I want to do for loop
, which would insert into from select
. Destination table is always the same, but source views are different. And I would like to loop through the list of the views (structure is the same) and do the inserts.
I would do something like this in Python (just an example what I want to achieve, I want/need PostgreSQL solution, not Py)
list = ["view_1", "view_2","view_3"]
for l in list:
insert into table_1 (col1, col2) select col1, col2 from l
I know there's no list object in Postgres, but array can be used, right?

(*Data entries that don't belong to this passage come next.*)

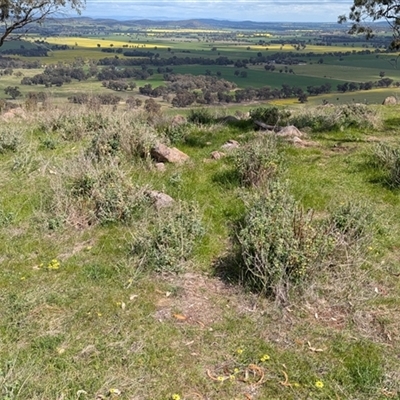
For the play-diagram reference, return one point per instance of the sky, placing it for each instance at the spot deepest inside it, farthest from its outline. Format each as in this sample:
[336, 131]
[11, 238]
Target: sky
[234, 10]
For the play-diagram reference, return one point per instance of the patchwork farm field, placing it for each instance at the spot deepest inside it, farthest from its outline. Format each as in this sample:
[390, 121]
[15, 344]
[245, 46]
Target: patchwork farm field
[301, 59]
[252, 265]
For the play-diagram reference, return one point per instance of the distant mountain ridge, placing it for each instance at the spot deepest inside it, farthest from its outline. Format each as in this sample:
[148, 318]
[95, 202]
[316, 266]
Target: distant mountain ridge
[200, 23]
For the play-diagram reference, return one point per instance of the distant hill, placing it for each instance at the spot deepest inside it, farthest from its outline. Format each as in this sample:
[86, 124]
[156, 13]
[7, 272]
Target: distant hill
[199, 23]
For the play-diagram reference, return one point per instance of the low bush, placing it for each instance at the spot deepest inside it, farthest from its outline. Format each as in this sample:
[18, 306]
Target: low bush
[125, 137]
[87, 193]
[258, 161]
[280, 244]
[200, 116]
[169, 238]
[73, 126]
[270, 115]
[9, 139]
[386, 157]
[325, 119]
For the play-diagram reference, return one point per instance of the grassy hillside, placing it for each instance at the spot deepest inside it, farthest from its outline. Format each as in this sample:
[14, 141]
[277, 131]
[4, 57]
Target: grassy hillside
[273, 274]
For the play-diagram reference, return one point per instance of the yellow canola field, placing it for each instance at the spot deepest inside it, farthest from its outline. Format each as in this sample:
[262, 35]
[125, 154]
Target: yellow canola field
[93, 42]
[188, 30]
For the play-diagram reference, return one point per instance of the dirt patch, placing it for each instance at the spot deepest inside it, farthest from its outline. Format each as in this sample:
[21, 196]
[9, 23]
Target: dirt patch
[198, 299]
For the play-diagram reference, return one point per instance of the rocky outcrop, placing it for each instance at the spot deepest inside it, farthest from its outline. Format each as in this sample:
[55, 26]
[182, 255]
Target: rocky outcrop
[159, 199]
[163, 153]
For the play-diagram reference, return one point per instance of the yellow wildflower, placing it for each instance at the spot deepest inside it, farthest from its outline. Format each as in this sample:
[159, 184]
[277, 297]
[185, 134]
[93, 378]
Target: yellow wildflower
[53, 264]
[319, 384]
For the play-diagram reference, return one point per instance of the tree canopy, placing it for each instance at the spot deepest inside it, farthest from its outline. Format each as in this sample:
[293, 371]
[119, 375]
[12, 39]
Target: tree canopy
[17, 14]
[363, 12]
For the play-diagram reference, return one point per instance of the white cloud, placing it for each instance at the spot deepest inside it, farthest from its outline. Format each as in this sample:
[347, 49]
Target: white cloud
[256, 10]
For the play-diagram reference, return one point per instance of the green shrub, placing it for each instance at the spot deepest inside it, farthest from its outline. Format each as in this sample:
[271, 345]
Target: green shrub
[169, 239]
[278, 242]
[74, 126]
[9, 139]
[325, 119]
[124, 137]
[270, 115]
[386, 157]
[258, 161]
[86, 194]
[200, 116]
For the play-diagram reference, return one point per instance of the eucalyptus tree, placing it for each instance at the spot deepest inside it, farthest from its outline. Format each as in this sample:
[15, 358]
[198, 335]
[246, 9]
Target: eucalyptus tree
[365, 12]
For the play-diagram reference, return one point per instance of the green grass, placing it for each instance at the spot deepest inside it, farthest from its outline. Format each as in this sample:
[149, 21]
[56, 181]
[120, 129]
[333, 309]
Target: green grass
[102, 321]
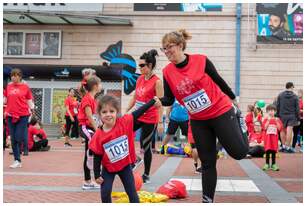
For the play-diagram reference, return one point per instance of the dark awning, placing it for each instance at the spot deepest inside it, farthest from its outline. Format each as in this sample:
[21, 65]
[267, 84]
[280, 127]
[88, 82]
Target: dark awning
[29, 17]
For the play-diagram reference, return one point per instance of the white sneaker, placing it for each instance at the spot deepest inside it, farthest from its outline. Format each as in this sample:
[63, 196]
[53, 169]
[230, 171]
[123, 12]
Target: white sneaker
[15, 164]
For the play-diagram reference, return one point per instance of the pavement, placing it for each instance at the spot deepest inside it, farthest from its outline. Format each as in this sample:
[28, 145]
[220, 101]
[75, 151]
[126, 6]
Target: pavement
[57, 175]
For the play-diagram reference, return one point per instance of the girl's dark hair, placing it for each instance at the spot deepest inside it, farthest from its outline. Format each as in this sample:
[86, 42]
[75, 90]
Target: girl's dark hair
[107, 100]
[91, 82]
[271, 107]
[149, 57]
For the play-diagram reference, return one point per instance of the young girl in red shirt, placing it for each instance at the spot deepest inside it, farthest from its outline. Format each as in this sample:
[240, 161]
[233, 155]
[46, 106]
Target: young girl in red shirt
[88, 125]
[272, 126]
[113, 147]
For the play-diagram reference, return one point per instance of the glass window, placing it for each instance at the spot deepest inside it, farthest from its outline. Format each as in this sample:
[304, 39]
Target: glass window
[32, 43]
[51, 44]
[14, 43]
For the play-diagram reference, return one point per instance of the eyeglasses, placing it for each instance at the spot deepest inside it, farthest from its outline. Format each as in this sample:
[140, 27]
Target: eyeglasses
[167, 48]
[142, 65]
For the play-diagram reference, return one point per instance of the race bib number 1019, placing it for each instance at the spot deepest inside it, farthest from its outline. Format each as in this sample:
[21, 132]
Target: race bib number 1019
[197, 101]
[117, 149]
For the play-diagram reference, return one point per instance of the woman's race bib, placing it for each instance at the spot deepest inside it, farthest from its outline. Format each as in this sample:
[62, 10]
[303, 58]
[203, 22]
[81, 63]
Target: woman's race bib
[197, 101]
[138, 104]
[117, 149]
[272, 129]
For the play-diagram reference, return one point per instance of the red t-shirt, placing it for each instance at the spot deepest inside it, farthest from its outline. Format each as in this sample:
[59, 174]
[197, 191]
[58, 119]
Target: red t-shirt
[115, 146]
[249, 122]
[87, 101]
[145, 91]
[33, 131]
[17, 95]
[271, 133]
[72, 104]
[256, 137]
[194, 88]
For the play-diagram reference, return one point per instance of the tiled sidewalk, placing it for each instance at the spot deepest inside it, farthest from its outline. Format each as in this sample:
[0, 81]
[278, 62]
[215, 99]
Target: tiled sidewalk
[56, 176]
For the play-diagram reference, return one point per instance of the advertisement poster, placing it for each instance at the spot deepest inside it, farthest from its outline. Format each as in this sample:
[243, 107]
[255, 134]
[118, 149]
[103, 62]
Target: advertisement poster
[32, 44]
[190, 7]
[58, 107]
[280, 23]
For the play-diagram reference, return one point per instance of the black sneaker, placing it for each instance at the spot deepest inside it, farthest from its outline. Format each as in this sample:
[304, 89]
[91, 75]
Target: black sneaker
[137, 163]
[145, 179]
[44, 149]
[67, 144]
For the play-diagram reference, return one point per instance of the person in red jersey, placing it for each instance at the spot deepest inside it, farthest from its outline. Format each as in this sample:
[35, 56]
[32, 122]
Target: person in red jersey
[37, 137]
[148, 85]
[71, 105]
[88, 123]
[19, 100]
[272, 126]
[193, 80]
[256, 141]
[113, 144]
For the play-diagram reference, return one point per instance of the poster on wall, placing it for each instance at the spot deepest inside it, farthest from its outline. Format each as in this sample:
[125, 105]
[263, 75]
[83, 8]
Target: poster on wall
[32, 43]
[185, 7]
[280, 23]
[58, 107]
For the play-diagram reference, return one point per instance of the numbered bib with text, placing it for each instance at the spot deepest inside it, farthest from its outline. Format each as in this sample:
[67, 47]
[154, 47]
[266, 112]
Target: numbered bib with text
[117, 149]
[197, 101]
[272, 129]
[138, 104]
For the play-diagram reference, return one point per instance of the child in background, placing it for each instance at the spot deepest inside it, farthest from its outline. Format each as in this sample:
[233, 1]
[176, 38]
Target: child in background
[271, 125]
[249, 119]
[256, 141]
[37, 137]
[113, 145]
[88, 126]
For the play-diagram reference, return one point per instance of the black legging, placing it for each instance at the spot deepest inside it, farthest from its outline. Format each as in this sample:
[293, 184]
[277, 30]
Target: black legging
[227, 129]
[147, 133]
[75, 128]
[296, 130]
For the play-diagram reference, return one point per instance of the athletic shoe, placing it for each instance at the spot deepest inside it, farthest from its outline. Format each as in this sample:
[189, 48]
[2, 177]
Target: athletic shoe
[265, 167]
[44, 149]
[67, 144]
[145, 179]
[137, 163]
[90, 186]
[274, 167]
[198, 170]
[15, 164]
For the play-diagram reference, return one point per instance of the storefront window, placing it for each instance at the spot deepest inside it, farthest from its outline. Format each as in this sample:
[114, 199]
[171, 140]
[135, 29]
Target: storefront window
[32, 43]
[51, 43]
[14, 43]
[36, 44]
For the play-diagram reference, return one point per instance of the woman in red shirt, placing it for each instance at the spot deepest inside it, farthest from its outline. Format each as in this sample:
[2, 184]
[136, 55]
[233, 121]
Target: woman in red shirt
[71, 105]
[19, 100]
[148, 85]
[195, 83]
[88, 123]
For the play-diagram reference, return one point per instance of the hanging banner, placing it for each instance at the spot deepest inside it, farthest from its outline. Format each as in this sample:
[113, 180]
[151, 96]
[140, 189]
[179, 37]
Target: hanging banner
[280, 23]
[191, 7]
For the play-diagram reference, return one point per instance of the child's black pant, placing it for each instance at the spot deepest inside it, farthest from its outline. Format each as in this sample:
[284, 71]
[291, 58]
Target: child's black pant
[127, 179]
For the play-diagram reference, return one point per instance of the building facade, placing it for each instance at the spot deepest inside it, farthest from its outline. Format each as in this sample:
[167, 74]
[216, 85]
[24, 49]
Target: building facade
[263, 69]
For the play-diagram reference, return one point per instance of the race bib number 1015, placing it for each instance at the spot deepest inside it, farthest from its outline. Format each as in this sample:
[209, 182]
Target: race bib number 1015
[197, 101]
[117, 149]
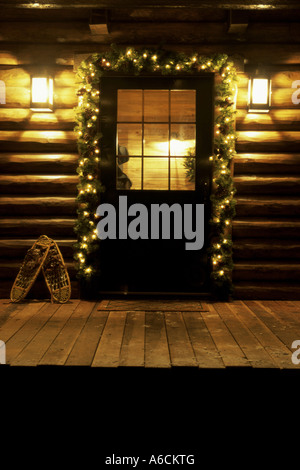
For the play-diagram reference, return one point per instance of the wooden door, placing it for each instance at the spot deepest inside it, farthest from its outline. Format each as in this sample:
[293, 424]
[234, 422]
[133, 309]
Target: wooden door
[157, 136]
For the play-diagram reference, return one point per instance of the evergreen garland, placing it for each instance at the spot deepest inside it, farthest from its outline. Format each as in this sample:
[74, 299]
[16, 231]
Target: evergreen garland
[160, 62]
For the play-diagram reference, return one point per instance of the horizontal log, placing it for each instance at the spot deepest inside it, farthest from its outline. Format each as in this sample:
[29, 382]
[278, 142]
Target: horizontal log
[10, 268]
[211, 32]
[257, 228]
[267, 141]
[254, 207]
[38, 163]
[266, 291]
[32, 228]
[38, 141]
[267, 185]
[63, 54]
[275, 120]
[234, 4]
[11, 248]
[258, 163]
[37, 206]
[267, 271]
[38, 184]
[261, 249]
[280, 98]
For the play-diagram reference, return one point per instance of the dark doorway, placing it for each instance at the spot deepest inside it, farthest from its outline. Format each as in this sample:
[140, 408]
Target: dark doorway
[157, 137]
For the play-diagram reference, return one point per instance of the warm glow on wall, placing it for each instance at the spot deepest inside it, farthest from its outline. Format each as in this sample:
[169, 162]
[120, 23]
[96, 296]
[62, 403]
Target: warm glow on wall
[41, 93]
[259, 95]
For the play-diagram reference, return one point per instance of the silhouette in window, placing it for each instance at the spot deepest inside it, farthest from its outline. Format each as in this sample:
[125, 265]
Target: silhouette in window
[123, 182]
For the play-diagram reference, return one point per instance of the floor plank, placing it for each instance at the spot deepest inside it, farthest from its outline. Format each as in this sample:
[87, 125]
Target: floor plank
[253, 350]
[156, 344]
[181, 351]
[108, 350]
[275, 348]
[84, 349]
[18, 318]
[133, 345]
[62, 345]
[284, 331]
[253, 333]
[231, 353]
[29, 330]
[36, 348]
[206, 353]
[286, 311]
[9, 309]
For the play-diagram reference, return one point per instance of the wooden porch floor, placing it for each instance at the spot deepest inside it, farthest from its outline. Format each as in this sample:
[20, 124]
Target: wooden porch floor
[254, 334]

Any suggestion/examples how to do this?
CodePudding user response:
You will need to use dynamic SQL for this. For a one-time thing, you can use a DO
block:
do
$$
declare
l_views text := array['view_1', 'view_2', 'view_3'];
l_view text;
l_sql text;
begin
foreach l_view in l_views
loop
l_sql := format('insert into table_1 (col1, col2) select col1, col2 from %I', l_view);
execute l_sql;
end loop;
end;
$$;
If you need that more frequently you can put that into a stored procedure.

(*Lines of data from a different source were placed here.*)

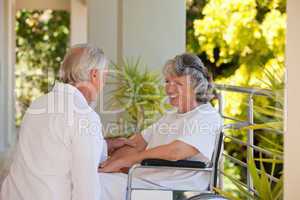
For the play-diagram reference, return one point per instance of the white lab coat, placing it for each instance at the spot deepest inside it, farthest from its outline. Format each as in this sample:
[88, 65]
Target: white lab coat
[197, 128]
[59, 149]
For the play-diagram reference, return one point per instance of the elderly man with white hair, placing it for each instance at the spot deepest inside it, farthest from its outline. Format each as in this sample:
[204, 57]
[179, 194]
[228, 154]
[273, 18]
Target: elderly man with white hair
[60, 143]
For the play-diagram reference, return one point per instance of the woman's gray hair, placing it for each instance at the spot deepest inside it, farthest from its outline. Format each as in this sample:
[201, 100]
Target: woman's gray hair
[78, 62]
[190, 64]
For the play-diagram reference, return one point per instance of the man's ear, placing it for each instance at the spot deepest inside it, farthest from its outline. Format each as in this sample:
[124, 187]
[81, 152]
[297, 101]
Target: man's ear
[94, 75]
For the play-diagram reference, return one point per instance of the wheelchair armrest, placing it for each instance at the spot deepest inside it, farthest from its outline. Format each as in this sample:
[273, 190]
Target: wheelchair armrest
[177, 164]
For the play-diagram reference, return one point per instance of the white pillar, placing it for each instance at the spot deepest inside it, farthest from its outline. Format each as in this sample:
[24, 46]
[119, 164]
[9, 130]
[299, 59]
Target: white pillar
[292, 136]
[151, 30]
[78, 22]
[7, 63]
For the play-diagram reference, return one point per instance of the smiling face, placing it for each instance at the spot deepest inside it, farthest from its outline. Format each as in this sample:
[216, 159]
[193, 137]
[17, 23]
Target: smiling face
[181, 94]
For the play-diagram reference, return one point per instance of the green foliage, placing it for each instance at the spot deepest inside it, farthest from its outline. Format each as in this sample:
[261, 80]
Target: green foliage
[243, 42]
[139, 94]
[42, 38]
[248, 36]
[265, 189]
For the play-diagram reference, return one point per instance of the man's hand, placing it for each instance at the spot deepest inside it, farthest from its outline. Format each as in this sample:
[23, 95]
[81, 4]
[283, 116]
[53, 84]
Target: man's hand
[117, 165]
[114, 144]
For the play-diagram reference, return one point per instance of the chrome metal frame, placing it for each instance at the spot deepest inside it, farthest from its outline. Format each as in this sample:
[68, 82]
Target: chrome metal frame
[238, 124]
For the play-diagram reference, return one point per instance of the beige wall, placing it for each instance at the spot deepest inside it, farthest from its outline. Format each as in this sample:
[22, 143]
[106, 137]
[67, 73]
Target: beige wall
[43, 4]
[78, 27]
[152, 30]
[292, 137]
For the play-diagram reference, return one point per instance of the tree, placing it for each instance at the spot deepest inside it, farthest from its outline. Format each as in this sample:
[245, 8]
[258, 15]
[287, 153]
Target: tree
[241, 41]
[42, 39]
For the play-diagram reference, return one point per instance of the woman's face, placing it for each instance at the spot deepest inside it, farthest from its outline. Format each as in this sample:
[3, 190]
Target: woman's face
[180, 92]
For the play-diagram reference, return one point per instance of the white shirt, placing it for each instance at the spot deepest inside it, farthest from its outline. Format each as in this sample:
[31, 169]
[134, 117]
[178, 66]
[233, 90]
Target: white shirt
[58, 150]
[198, 128]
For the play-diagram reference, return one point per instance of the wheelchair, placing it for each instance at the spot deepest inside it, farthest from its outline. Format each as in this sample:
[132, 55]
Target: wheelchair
[198, 166]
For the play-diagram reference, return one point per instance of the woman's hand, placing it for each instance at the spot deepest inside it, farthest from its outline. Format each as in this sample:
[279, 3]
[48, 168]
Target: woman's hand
[114, 144]
[116, 165]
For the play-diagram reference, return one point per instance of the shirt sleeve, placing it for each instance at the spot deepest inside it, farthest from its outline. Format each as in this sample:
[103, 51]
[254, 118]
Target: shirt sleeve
[201, 134]
[86, 145]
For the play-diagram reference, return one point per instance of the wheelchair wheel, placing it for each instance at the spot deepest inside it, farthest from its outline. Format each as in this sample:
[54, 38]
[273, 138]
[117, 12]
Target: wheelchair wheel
[207, 196]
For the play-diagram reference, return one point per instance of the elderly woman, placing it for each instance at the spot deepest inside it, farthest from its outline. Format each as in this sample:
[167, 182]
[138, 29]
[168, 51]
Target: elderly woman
[60, 143]
[189, 133]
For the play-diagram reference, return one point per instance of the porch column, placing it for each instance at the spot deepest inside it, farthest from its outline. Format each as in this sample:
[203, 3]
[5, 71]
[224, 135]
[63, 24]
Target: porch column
[7, 62]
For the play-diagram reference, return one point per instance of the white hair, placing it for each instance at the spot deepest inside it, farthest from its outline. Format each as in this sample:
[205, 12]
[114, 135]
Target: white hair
[190, 64]
[78, 62]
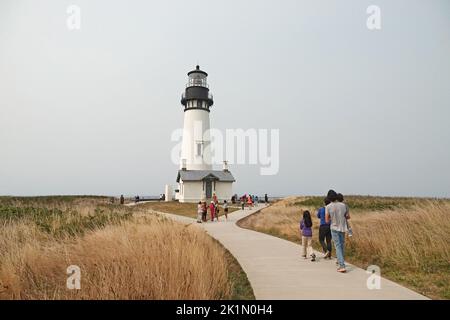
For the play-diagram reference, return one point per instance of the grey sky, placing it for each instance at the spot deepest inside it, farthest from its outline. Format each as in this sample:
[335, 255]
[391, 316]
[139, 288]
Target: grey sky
[92, 111]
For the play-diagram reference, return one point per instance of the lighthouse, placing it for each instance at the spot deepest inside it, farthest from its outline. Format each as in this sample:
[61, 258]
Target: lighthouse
[197, 179]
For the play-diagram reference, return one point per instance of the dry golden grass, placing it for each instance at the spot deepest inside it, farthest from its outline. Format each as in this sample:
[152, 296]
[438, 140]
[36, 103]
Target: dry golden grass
[408, 238]
[143, 257]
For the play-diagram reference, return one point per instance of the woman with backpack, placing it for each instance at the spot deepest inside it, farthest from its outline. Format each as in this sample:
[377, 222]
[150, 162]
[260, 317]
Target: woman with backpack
[212, 209]
[204, 211]
[306, 234]
[199, 212]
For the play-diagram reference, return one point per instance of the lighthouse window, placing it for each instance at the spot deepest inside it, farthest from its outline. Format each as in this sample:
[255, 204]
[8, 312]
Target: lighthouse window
[199, 148]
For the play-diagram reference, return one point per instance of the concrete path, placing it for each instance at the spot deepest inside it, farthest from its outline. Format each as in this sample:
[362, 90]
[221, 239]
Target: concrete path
[276, 270]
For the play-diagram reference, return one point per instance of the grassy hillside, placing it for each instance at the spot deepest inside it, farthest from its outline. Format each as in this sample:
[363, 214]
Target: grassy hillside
[123, 253]
[408, 238]
[183, 209]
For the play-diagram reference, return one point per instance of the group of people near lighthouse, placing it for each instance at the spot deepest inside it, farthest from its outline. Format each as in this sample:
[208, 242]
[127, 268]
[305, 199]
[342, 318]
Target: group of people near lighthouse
[214, 210]
[333, 217]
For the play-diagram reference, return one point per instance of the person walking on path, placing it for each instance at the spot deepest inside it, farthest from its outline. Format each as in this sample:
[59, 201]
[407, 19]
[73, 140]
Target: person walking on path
[199, 212]
[216, 211]
[347, 214]
[324, 231]
[306, 233]
[336, 214]
[225, 209]
[212, 207]
[204, 211]
[249, 202]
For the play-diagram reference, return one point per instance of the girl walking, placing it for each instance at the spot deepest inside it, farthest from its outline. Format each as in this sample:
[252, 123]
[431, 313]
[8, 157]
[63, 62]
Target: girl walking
[306, 234]
[225, 209]
[212, 210]
[199, 212]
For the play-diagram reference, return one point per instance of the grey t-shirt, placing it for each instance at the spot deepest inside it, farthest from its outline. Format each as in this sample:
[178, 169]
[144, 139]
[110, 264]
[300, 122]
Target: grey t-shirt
[337, 211]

Another option is to create one additional view that combines all views:
create view all_views
as
select col1, col2
from view_1
union all
select col1, col2
from view_2
union all
select col1, col2
from view_3;
Then you don't need dynamic SQL or a loop:
insert into table_1 (col1, col2)
select col1, col2
from all_views;
If a new view as the source is needed, you only need to adjust the one that combines all other views.